What it feels like: a quiet relief. Once you stop waiting to feel loving before you act lovingly, a strange thing happens — the feeling often follows the act, not the other way round. You hug the person you’re annoyed with and find the annoyance smaller. You do the caring thing on the flat day and the warmth flickers back. This is love’s open secret: behaviour leads, feeling follows, more often than we admit.

For one week, run love as a verb. Each day, pick one person you love — partner, parent, friend, child — and do one small, concrete, unprompted act of care for them: the real apology you’ve been avoiding, the errand they dread, fifteen minutes of undivided attention, the message that says the specific thing you appreciate. No grand gestures; small and real beats big and rare. Do it especially on the days you don’t feel a surge of warmth — those are the diagnostic ones. Notice, at week’s end, what acting loving did to feeling loving.

  1. When you say you “love” someone, which of the three systems — desire, the focused pull of attraction, or the deep settled attachment — are you usually describing? Does it differ across the people you love?
  2. Have you ever concluded you’d “fallen out of love” when, looking back, what really faded was just the early high while care and respect were never tended?
  3. Of Fromm’s four ingredients — care, responsibility, respect, knowledge — which do you give most freely, and which do you withhold?
  4. Where in your life are you waiting to feel loving before you act loving? What would change if you reversed the order?
  5. Who do you love mostly as a feeling you enjoy, versus someone you actively, daily, do love?
Show reflections
  1. Most people find the word covers very different things for a partner, a parent, and a child. Just naming which system is in play removes a lot of confusion — especially the panic that fading attraction means fading love.
  2. This is one of the most common and costly errors in relationships: treating the scheduled fade of the attraction system as proof the love is dead, when the deeper bond was simply never fed.
  3. The one you withhold is usually the growth edge. Many people are generous with care but poor on knowledge (they stopped getting curious) or respect (they love their image of the person, not the person).
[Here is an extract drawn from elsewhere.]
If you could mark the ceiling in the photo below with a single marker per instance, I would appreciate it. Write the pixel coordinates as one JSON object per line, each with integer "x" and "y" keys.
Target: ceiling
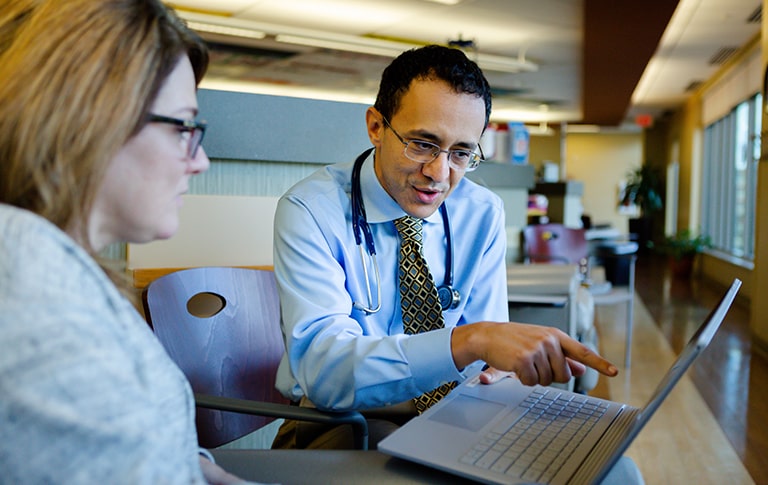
{"x": 601, "y": 62}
  4. Reversing it is the single most practical move in the chapter. Acting loving tends to rekindle feeling loving; waiting for the feeling tends to starve it. The act is under your control; the feeling isn’t.
  5. A love that’s only a feeling you enjoy is closer to consuming than loving. The relationships that last are the ones where you’re an active participant in the other person’s flourishing — not just a fan of how they make you feel.